E Veltroni si schierò con Parisi: così non va «Il Pd non può essere una somma». Il ministro: non andrò ai congressi dl»

L'asse degli scontenti
Autore: Maria Teresa Meli
Fonte: Corriere della Sera

Roma – «Quando parliamo di Partito democratico c’è da chiedersi se stiamo parlando tutti della stessa cosa». Così Walter Veltroni, che, applauditissimo al congresso dei Ds romani, ricorda con ironia quando era considerato un «blasfemo» perché sognava il Pd. E non è un caso — non lo è per niente — se proprio i due politici che hanno da sempre sponsorizzato il Partito Democratico, cioè Veltroni e Parisi, abbiano deciso di lanciare un appello a Fabio Mussi. L’altro ieri lo ha fatto il ministro della Difesa. Il giorno dopo è il sindaco di Roma che dice al leader del Correntone, presente al congresso: «Il soggetto che la sinistra vuole costruire sia interno al Pd, ne condizioni gli esiti, perché alla fine non nasca un partito moderato, bensì riformista».

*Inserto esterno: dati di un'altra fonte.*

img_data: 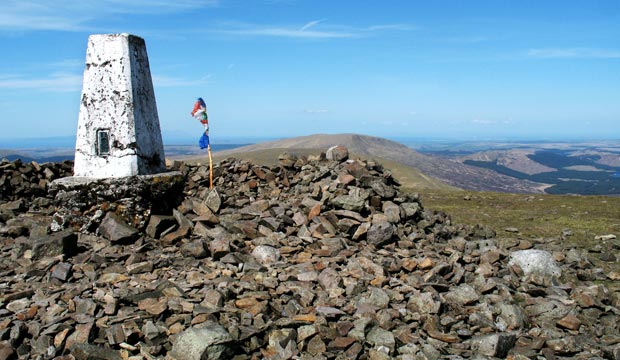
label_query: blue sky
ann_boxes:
[0,0,620,147]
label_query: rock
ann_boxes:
[71,344,122,360]
[0,341,15,360]
[204,188,222,214]
[325,145,349,162]
[145,215,177,239]
[0,156,620,359]
[366,221,395,247]
[508,250,562,277]
[30,230,78,260]
[252,245,280,265]
[99,212,139,243]
[366,326,396,353]
[471,333,517,358]
[171,324,233,360]
[181,240,208,259]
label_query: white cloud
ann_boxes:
[299,20,325,31]
[0,0,218,31]
[207,19,414,39]
[153,75,211,87]
[0,73,82,92]
[527,47,620,59]
[214,27,355,39]
[471,119,495,125]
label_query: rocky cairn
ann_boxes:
[0,147,620,359]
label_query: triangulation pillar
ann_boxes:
[73,34,165,178]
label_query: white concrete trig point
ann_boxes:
[73,34,165,178]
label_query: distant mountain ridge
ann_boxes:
[218,134,547,193]
[455,144,620,195]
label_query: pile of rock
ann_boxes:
[0,148,620,359]
[0,159,73,202]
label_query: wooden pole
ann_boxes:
[207,144,213,189]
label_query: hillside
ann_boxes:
[208,134,545,193]
[456,148,620,195]
[0,153,620,360]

Sia il sindaco che Parisi, infatti, temono che il Pd si riduca, per dirla alla Veltroni, «nella somma di due gruppi dirigenti che si mettono insieme, magari già divisi al loro interno, magari già attraversati da quel rischio che io vedo in casa nostra: quello della costituzione di piccoli gruppi, piccoli poteri che si organizzano». Questo è il Pd che Veltroni non vuole. E che non vuole nemmeno Parisi, il quale è ancora più esplicito. Tanto da annunciare che non parteciperà a nessuno dei congressi locali del suo partito. «Serve un’autocritica — dice il ministro della Difesa riferendosi ai Dl — perché stiamo assistendo a mere risse. contrassegnate da diffuse illegalità. Mi sono illuso fino alla fine che la politica potesse riacquistare il centro della scena. Ma non era così. Mi auguro solo che ora ci si avvii su un’altra strada in modo che le energie politiche finora compresse nel partito possano confluire nel processo costituente del vero Pd che gli ulivisti attendono». Una pesante presa di distanza sia dalla Margherita che dal Partito Democratico, così come si sta configurando.

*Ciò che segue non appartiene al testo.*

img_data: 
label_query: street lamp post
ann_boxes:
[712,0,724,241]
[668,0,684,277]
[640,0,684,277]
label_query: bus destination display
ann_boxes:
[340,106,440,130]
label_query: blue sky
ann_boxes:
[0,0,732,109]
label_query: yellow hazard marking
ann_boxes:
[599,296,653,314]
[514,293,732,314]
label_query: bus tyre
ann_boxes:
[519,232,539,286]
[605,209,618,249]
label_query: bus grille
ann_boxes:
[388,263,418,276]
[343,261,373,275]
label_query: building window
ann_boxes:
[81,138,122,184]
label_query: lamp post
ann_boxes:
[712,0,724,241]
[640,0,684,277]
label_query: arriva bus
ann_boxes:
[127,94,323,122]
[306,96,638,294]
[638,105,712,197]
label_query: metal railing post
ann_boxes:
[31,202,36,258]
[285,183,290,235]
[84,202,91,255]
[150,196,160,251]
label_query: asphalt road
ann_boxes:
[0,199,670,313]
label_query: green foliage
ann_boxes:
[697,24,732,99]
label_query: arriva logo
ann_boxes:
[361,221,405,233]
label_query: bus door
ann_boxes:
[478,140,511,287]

Per paradossale che possa sembrare gli antesignani del Pd sembrano voler rallentare, mentre Fassino e Rutelli accelerano. Dice Veltroni: «Questo processo è importante ed è importante che non si concluda domani perché non deve diventare la sommatoria di Ds e Margherita ma dobbiamo allargarci a ciò che è fuori da noi». Già, paradossale non è questo atteggiamento, perché sia il sindaco di Roma che il ministro della Difesa temono che il Pd, per come stanno andando le cose, nasca già morto. E lo teme anche Prodi. Chi ci ha parlato lo descrive «scontento», ma il premier preferisce non intervenire per non turbare gli equilibri di governo. E’ ciò che gli ha rimproverato Parisi l’altro giorno.

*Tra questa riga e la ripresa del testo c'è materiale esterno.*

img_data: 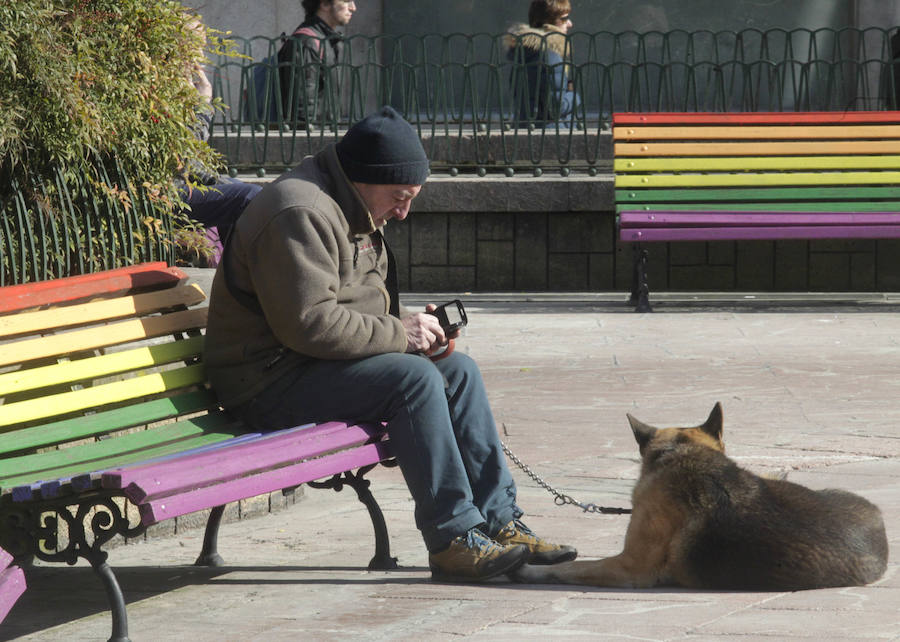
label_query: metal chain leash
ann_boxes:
[500,441,631,515]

Dunque, Prodi, Veltroni, Parisi, gli uomini simbolo dell’Ulivo, sono preoccupati. Al punto che il solitamente cauto primo cittadino della Capitale che, spesso e volentieri, si è fatto scudo del suo ruolo per evitare certi argomenti politici, esordisce così al congresso dei Ds romani: «Non parlerò da sindaco». E infatti da sindaco non parla. Anche quando richiama chi nell’Ulivo sta giocando di sponda con Udc e Lega per la riforma elettorale. «Ci vuole il bipolarismo — avverte —. Chi deve fare il governo? Le segreterie dei partiti o il voto dei cittadini? Se perdiamo di vista questa questione di fondo rischiamo che il Pd rimanga nel vecchio gioco politico». E il Partito Democratico, insiste il sindaco, non può nemmeno vivere «nella rivendicazione delle identità e degli steccati ideologici». Anche l’adesione al socialismo non è «un fattore determinante»: il sogno di Veltroni, infatti, è l’Internazionale dei socialisti e dei democratici.

Ma nè il ministro della Difesa nè il sindaco di Roma riescono a convincere Mussi. «Certo — scherza con gli amici il leader del Correntone — se Walter fosse il segretario del Pd mi sentirei garantito, ma lui descrive l’isola che non c’è, un partito che non c’è». Poi pubblicamente dichiara: «Il Pd non è nè quello immaginato da Parisi, nè quello descritto da Veltroni: è la fusione di due partiti che sono sempre più diventati macchine di potere». E la verità è che lo temono anche Veltroni e Parisi. Riusciranno a far deviare il treno e a portarlo su altri binari? Per raggiungere l’obiettivo, dopo i congressi, il sindaco di Roma dovrebbe scendere in campo più esplicitamente. Lo farà? Quasi tutti assicurano di no, ma qualcuno che lo conosce bene si lascia sfuggire un «aspettate…».